= Buckingham Palace swimming pool =

Private swimming pool in London, England

The swimming pool at Buckingham Palace was built in 1938. It was converted from the northwest pavilion, designed by John Nash as a conservatory.

The pool was built in 1938, commissioned by George VI. The young Princesses Elizabeth (later Elizabeth II) and Margaret were enthusiastic swimmers. The pool was rebuilt after suffering bombing damage during the London Blitz in September 1940. Prince Philip, Duke of Edinburgh and Michael Parker were once locked in the pool having gone for a swim after a late dinner. The three-year-old Prince Charles (later Charles III) would be thrown into the pool by his father, Prince Philip, against the protestations of his nurse, Helen Lightbody.

Charles and his siblings, Princess Anne, Prince Andrew and Prince Edward all learnt to swim in the pool as children. Prince George, Princess Charlotte and Prince Louis, the children of the Prince and Princess of Wales, William and Catherine, also learnt to swim in the pool before their move to Windsor.

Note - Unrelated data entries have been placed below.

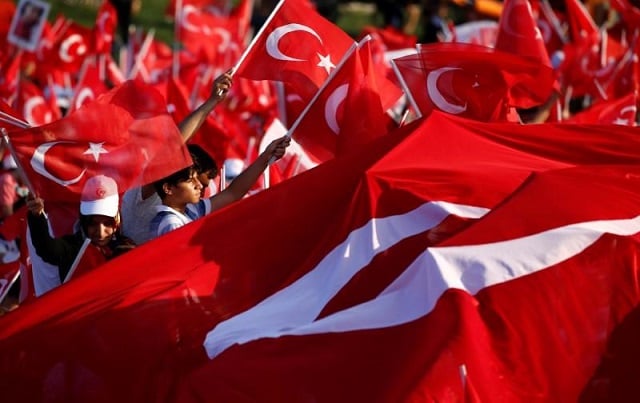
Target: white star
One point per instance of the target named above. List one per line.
(96, 149)
(325, 62)
(620, 121)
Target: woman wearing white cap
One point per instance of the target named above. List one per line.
(99, 223)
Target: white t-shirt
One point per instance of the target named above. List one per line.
(137, 214)
(167, 219)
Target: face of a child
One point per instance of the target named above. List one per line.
(100, 229)
(205, 178)
(187, 191)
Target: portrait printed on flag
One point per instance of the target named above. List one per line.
(27, 24)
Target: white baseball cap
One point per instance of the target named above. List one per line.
(100, 197)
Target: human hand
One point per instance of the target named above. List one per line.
(277, 148)
(221, 85)
(35, 205)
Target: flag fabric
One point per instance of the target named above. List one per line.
(581, 24)
(276, 53)
(89, 85)
(622, 111)
(133, 329)
(126, 134)
(473, 81)
(518, 32)
(511, 298)
(104, 28)
(33, 104)
(331, 124)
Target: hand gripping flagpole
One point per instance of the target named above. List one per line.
(21, 172)
(252, 44)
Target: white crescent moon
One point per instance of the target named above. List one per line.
(3, 283)
(85, 94)
(37, 163)
(545, 30)
(331, 107)
(273, 40)
(225, 36)
(101, 20)
(627, 109)
(601, 72)
(186, 10)
(65, 46)
(508, 20)
(30, 105)
(435, 95)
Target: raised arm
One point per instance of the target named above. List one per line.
(190, 125)
(243, 182)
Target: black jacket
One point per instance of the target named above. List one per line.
(62, 251)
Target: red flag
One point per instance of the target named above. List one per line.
(622, 111)
(68, 52)
(276, 53)
(89, 85)
(151, 311)
(35, 108)
(126, 134)
(581, 24)
(518, 32)
(332, 124)
(474, 81)
(106, 24)
(496, 283)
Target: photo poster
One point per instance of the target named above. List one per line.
(27, 24)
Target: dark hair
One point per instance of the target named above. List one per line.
(180, 176)
(202, 161)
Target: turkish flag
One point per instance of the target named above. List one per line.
(332, 124)
(628, 12)
(581, 24)
(89, 85)
(276, 53)
(549, 22)
(10, 118)
(474, 81)
(518, 32)
(34, 106)
(126, 134)
(72, 44)
(512, 298)
(133, 329)
(9, 273)
(622, 111)
(104, 29)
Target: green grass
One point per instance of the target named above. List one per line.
(152, 15)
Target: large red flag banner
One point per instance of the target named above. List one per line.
(276, 52)
(134, 328)
(474, 81)
(126, 133)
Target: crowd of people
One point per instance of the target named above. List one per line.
(109, 225)
(117, 221)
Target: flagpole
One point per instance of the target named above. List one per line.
(142, 53)
(405, 88)
(5, 117)
(8, 286)
(306, 109)
(76, 261)
(175, 68)
(244, 54)
(23, 176)
(547, 10)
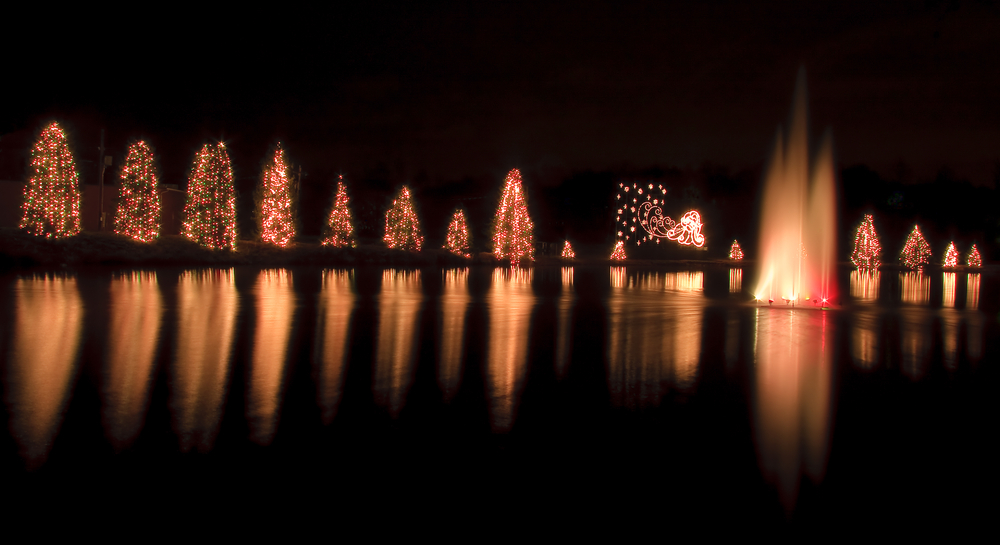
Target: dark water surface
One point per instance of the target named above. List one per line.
(618, 398)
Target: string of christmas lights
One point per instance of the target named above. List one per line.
(274, 202)
(916, 251)
(52, 196)
(402, 229)
(210, 211)
(457, 240)
(339, 226)
(138, 213)
(867, 249)
(512, 228)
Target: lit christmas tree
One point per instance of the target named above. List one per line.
(619, 253)
(866, 246)
(951, 255)
(339, 227)
(138, 213)
(916, 251)
(210, 211)
(735, 252)
(974, 259)
(274, 202)
(52, 196)
(568, 252)
(512, 227)
(402, 230)
(458, 235)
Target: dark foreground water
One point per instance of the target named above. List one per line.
(426, 400)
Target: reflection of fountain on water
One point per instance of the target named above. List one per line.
(798, 222)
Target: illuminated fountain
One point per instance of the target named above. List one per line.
(798, 223)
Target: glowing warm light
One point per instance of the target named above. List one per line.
(866, 246)
(916, 252)
(138, 213)
(512, 228)
(210, 211)
(339, 231)
(274, 202)
(457, 241)
(52, 195)
(402, 229)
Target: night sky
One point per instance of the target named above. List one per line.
(449, 98)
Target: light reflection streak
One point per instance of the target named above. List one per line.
(136, 310)
(42, 362)
(275, 309)
(454, 303)
(207, 307)
(336, 304)
(395, 350)
(510, 303)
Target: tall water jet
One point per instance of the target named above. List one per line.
(798, 221)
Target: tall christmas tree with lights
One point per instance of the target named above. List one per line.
(402, 229)
(210, 211)
(274, 202)
(512, 228)
(457, 241)
(52, 196)
(916, 251)
(339, 230)
(866, 246)
(138, 213)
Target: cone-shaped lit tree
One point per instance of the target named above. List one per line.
(210, 211)
(274, 202)
(339, 230)
(52, 196)
(138, 213)
(916, 251)
(867, 249)
(402, 230)
(512, 228)
(457, 241)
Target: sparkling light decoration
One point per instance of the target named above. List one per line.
(512, 228)
(339, 227)
(210, 211)
(866, 246)
(138, 213)
(568, 252)
(52, 195)
(457, 241)
(951, 255)
(402, 230)
(974, 259)
(916, 251)
(619, 252)
(637, 207)
(274, 202)
(735, 252)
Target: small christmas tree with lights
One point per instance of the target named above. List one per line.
(916, 251)
(619, 252)
(866, 246)
(273, 197)
(457, 241)
(210, 211)
(339, 230)
(402, 229)
(951, 255)
(52, 195)
(974, 260)
(568, 252)
(138, 213)
(735, 252)
(512, 227)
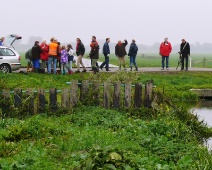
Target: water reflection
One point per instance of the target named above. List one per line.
(204, 111)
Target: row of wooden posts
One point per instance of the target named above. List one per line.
(78, 92)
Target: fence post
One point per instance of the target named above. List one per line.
(17, 97)
(96, 90)
(127, 94)
(6, 94)
(41, 100)
(148, 94)
(138, 95)
(30, 100)
(106, 97)
(204, 60)
(53, 99)
(117, 95)
(65, 98)
(84, 91)
(74, 93)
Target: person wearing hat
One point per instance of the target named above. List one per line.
(132, 54)
(165, 50)
(185, 52)
(36, 51)
(1, 41)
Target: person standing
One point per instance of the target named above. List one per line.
(44, 55)
(185, 53)
(28, 57)
(120, 52)
(1, 41)
(63, 59)
(165, 50)
(53, 54)
(70, 58)
(36, 50)
(80, 51)
(94, 55)
(132, 54)
(106, 52)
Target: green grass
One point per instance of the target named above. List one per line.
(168, 80)
(96, 138)
(152, 60)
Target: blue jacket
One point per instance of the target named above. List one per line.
(133, 50)
(106, 49)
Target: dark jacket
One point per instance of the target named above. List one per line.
(94, 54)
(80, 50)
(186, 50)
(120, 50)
(106, 49)
(28, 54)
(36, 50)
(133, 50)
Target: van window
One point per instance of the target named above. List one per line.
(6, 52)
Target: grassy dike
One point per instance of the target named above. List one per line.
(90, 137)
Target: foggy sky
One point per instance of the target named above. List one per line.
(146, 21)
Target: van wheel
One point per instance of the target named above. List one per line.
(5, 68)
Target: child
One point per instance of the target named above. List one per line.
(70, 58)
(63, 59)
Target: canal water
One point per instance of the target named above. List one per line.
(204, 111)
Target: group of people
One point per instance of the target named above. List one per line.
(166, 48)
(50, 55)
(54, 54)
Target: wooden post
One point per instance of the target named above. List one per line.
(138, 95)
(74, 93)
(148, 94)
(96, 92)
(106, 98)
(204, 60)
(117, 95)
(127, 94)
(65, 98)
(84, 91)
(30, 100)
(53, 99)
(17, 97)
(6, 94)
(41, 100)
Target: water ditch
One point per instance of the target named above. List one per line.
(204, 112)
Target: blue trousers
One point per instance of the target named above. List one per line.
(167, 61)
(36, 63)
(50, 60)
(105, 63)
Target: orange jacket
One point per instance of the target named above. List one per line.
(165, 49)
(53, 49)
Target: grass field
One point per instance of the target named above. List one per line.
(153, 60)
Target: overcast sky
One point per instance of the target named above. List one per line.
(147, 21)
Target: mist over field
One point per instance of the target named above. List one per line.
(146, 21)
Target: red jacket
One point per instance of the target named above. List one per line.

The temperature of the pool was reduced in 2023 by order of Charles. Charles aims to achieve net-zero emissions from the buildings of the Royal household before the British government's target date of 2050. Charles reportedly prefers swimming in the sea.

The pool is permitted to be used by senior members of the royal household who must check in advance if royal family members are planning to swim. If staff members are swimming and a member of the royal family appears, they must get out of the pool, although they are very often invited to remain swimming. Staff members will not attempt to join royals if they are already swimming, however.

The exterior of the pool is covered with darkened glass to ensure privacy. No publicly available photographs exist of the interior of the swimming pool. It has been described as "basic" by a former royal aide. It is rectangular and has no loungers.